Поэтому Сократ и говорит, что недостаточно обращаться к рассудку: во всех случаях все дело в том, для чего к нему обращаются. Теперь мы сказали бы: нужно служить добру. А служить добру – значит быть нравственным. Поэтому Сократ – основатель этики.
Софистика, по своему основному принципу, должна была привести к тому, что самый несамостоятельный и самый слепой раб своих похотей мог все-таки быть отличным софистом и с большой изощренностью ума объяснять и применять все на пользу своего грубого сердца.

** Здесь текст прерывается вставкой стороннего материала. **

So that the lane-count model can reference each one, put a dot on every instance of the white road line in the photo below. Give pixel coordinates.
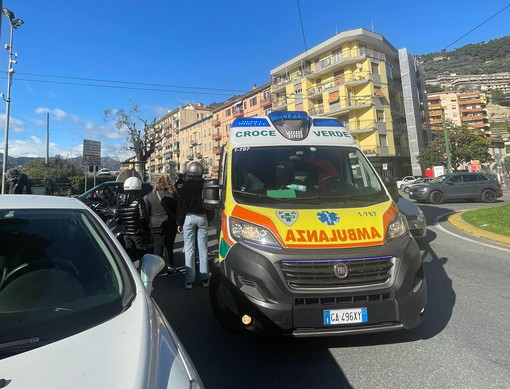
(476, 241)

Разве существует что-либо, для чего нельзя было бы придумать "достаточного основания" и чего нельзя было бы отстоять?
Вот почему Сократ говорит: будьте "чисты сердцем", если хотите, чтобы почитали ваш ум. С этого момента начинается второй период греческого освобождения духа, период сердечной чистоты. Первый период софисты завершили тем, что провозгласили всемогущество рассудка. Но сердце было по-прежнему склонно к мирскому, оставалось рабом мира, было во власти мирских желаний. Грубость сердца и нуждалась в воспитании: началась пора воспитания сердца. Но как его воспитать? Рассудок – одна сторона духа – научился свободно играть со всяким содержанием, и этому же должно научиться и сердце: все мирское должно смириться перед ним, так что в конце концов семья, община, отечество и т. п. отвергаются во имя сердца, то есть во имя блаженства, сердечного блаженства.
Ежедневный опыт подтверждает, что то, от чего рассудок уже давно отказался, заставляет сердце биться еще много лет. Так рассудок софистов настолько победил старое, что оставалось изгнать его только уже из сердца, где он еще продолжал беспрепятственно жить для того, чтобы окончательно исчезла власть его над человеком.
Эту войну старому объявил Сократ, и она была завершена лишь в день смерти старого мира.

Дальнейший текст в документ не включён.